Notably, California has also considered how its data privacy legislation may or may not apply to AI. In November 2023, the California Privacy Protection Agency introduced regulations that would apply to “automated decision‐​making technology”, which could certainly be interpreted to include artificial intelligence. The draft regulations would cover a variety of businesses due to the wide parameters that include advertising, employment, facial‐​recognition and geo‐​tracking. The proposal also requires businesses to provide “pre‐​use notices” to inform consumers about how they intend to use the ADMT, so that the consumers can decide whether to opt‐​out or proceed with the technology interaction.

Where is Data Privacy at a US Federal Level in 2024?

While there seems to be broad bipartisan agreement that a federal data privacy law would be ideal, unfortunately, Congress has continued to be stalemated on such a proposal. A federal law would ideal overcome the state patchwork via pre‐​emption, but many proposals have considered burdensome regulatory regimes that would come with significant tradeoffs for both consumers and innovators. While the 116th Congress saw a bipartisan bill advance out of committee in the House, no similar proposal has occurred in the 117th Congress to date.

But in addition to the lack of progress on a potential federal framework, increasingly the conversations about data have turned negative. Whether it is members of Congress or the Federal Trade Commission, policymakers are quick to lump data practices into the term commercial surveillance. Such terminology often lumps in the type of benign or beneficial practices that customize a user’s experience or remember their selections are targeted by regulation along with harmful or deliberately misleading practices.
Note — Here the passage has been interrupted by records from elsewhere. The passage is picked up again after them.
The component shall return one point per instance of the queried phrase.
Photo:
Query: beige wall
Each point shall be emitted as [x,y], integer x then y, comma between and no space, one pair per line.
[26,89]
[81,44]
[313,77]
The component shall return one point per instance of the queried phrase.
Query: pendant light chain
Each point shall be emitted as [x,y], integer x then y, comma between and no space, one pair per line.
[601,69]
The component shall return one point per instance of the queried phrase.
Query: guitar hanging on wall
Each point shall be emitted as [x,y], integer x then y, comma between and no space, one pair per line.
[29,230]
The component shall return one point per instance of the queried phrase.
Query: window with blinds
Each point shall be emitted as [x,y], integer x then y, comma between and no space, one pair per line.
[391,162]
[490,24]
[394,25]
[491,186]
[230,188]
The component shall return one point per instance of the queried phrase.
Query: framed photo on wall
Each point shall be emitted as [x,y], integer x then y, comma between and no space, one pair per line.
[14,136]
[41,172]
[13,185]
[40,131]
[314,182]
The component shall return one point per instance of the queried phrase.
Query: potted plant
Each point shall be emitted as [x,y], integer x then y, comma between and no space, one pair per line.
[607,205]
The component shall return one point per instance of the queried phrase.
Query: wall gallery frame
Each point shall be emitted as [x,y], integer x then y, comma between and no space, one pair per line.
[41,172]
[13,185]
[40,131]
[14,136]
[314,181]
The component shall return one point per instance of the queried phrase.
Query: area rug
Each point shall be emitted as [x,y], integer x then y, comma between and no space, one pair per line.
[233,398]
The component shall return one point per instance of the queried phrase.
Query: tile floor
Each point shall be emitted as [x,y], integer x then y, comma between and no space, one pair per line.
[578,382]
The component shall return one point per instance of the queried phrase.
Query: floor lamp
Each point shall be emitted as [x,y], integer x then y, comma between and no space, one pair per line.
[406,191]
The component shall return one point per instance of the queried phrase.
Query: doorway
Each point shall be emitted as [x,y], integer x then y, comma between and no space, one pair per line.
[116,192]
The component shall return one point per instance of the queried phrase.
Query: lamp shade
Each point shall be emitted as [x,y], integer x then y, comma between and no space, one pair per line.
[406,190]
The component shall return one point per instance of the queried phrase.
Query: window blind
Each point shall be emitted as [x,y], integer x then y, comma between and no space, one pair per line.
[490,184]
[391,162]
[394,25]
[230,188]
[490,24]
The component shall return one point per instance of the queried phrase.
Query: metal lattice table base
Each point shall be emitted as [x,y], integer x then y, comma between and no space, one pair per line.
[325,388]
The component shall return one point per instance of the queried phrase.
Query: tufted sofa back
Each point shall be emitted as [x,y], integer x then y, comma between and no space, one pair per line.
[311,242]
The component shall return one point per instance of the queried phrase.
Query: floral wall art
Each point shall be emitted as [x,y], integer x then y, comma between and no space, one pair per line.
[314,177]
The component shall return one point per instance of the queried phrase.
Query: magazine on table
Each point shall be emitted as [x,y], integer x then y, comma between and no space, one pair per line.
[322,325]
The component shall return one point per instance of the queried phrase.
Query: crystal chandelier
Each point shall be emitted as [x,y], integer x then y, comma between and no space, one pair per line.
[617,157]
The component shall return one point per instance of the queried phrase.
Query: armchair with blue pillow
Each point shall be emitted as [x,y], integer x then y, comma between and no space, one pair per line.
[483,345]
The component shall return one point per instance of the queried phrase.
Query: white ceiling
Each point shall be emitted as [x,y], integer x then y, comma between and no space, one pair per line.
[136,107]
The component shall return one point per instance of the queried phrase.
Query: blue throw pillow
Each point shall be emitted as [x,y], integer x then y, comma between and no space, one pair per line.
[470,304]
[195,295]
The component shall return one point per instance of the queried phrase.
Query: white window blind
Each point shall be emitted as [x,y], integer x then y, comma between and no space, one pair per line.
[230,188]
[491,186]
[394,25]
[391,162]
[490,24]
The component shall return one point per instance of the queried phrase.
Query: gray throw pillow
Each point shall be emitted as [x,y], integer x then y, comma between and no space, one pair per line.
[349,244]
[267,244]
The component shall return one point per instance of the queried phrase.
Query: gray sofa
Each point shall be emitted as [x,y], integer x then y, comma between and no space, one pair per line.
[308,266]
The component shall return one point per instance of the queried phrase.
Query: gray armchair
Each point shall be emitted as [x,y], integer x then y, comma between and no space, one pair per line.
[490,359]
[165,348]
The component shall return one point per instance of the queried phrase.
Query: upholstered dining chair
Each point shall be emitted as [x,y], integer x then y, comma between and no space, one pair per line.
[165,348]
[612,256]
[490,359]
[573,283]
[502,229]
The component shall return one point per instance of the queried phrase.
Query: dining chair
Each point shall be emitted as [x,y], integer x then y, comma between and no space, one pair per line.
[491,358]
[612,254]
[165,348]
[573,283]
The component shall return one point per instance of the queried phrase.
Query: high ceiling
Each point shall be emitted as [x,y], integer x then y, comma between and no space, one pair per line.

While the FTC has not yet moved forward with its notice of proposed rulemaking on this subject, it remains concerning that the agency is considering such an undertaking without clear delegation from Congress.

Will Data Privacy Be Talked About in this Election?

In January 2023, Joe Biden published an op‐​ed for the Wall Street Journal where he pushed for three broad principles of bipartisan Big Tech reform. The first principle called for “serious federal protections for American’s privacy,” urging Congress to pass legislation with “clear limits” on how companies can “collect, use and share highly personal data” that goes beyond disclosure requirements.

Currently, neither Nikki Haley nor Donald Trump have discussed data privacy as a topic this campaign cycle. However, in 2018, during his presidency, the NTIA held stakeholder meetings regarding a potential data privacy framework following the passage of Europe’s General Data Protection Regulation (GDPR) and the California Consumer Privacy Act (CCPA).

While Nikki Haley has not spoken about her preferred approach to data privacy, some experts noted that her approach to social media reform raised significant data privacy concerns, given the desire to erect barriers to anonymous speech.

Conclusion

Data privacy remains an underlying concern for many users, but the nature of those concerns and their preferences vary. Data is also being used in many beneficial ways that support the customized experience we’ve come to expect and enjoy. Policymakers should recognize that data privacy and data usage is rarely one size fits all for either innovators or consumers and preserve a variety of privacy choice and innovation options while providing needed clarity around clearly specified harms when needed. Because of the nature of data, such actions are best handled at a federal level.